Preliminary data showed that the country’s gross international reserves (GIR) reached US$79.8 billion as of end-March 2014, Bangko Sentral ng Pilipinas (BSP) Officer-In-Charge Diwa C. Guinigundo announced today.1 This level was lower by US$0.7 billion than the end-February 2014 GIR of US$80.5 billion. The GIR remains ample as it can cover 11.1 months’ worth of imports of goods and payments of services and income. The GIR level is also equivalent to 7.1 times the country’s short-term external debt based on original maturity and 5.2 times based on residual maturity.2
The decline in reserves was due mainly to outflows arising from payments by the National Government (NG) of its maturing foreign exchange obligations, foreign exchange operations of the BSP, and revaluation adjustments on the BSP’s gold holdings and foreign-currency denominated reserves. These outflows were partially offset by foreign currency deposits of the Treasurer of the Philippines (TOP).
Net international reserves (NIR), which refer to the difference between the BSP’s GIR and total short-term liabilities, also decreased by US$0.7 billion to reach US$79.8 billion as of
end-March 2014, compared to the end-February 2014 NIR of US$80.5 billion.
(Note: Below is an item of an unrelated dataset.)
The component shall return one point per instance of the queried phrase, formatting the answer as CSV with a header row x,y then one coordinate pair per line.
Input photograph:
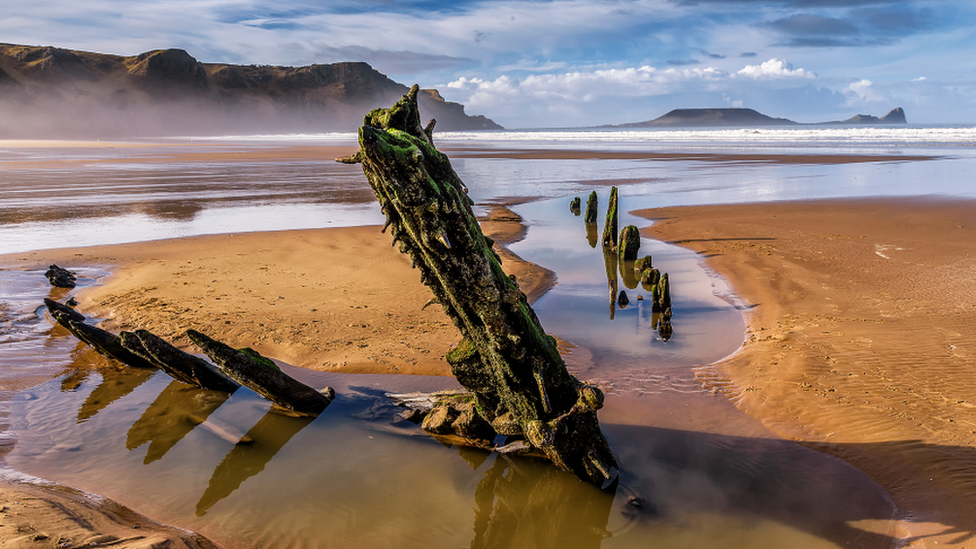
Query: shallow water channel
x,y
695,472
1 The final data on GIR are released to the public every 19th day of the month in the Statistics section of the BSP’s website under the Special Data Dissemination Standards (SDDS). If the 19th day of the month falls on a weekend or is a non-working holiday, the release date shall be the working day nearest to the 19th.
2 Short-term debt based on residual maturity refers to outstanding external debt with original maturity of one year or less, plus principal payments on medium- and long-term loans of the public and private sectors falling due within the next 12 months.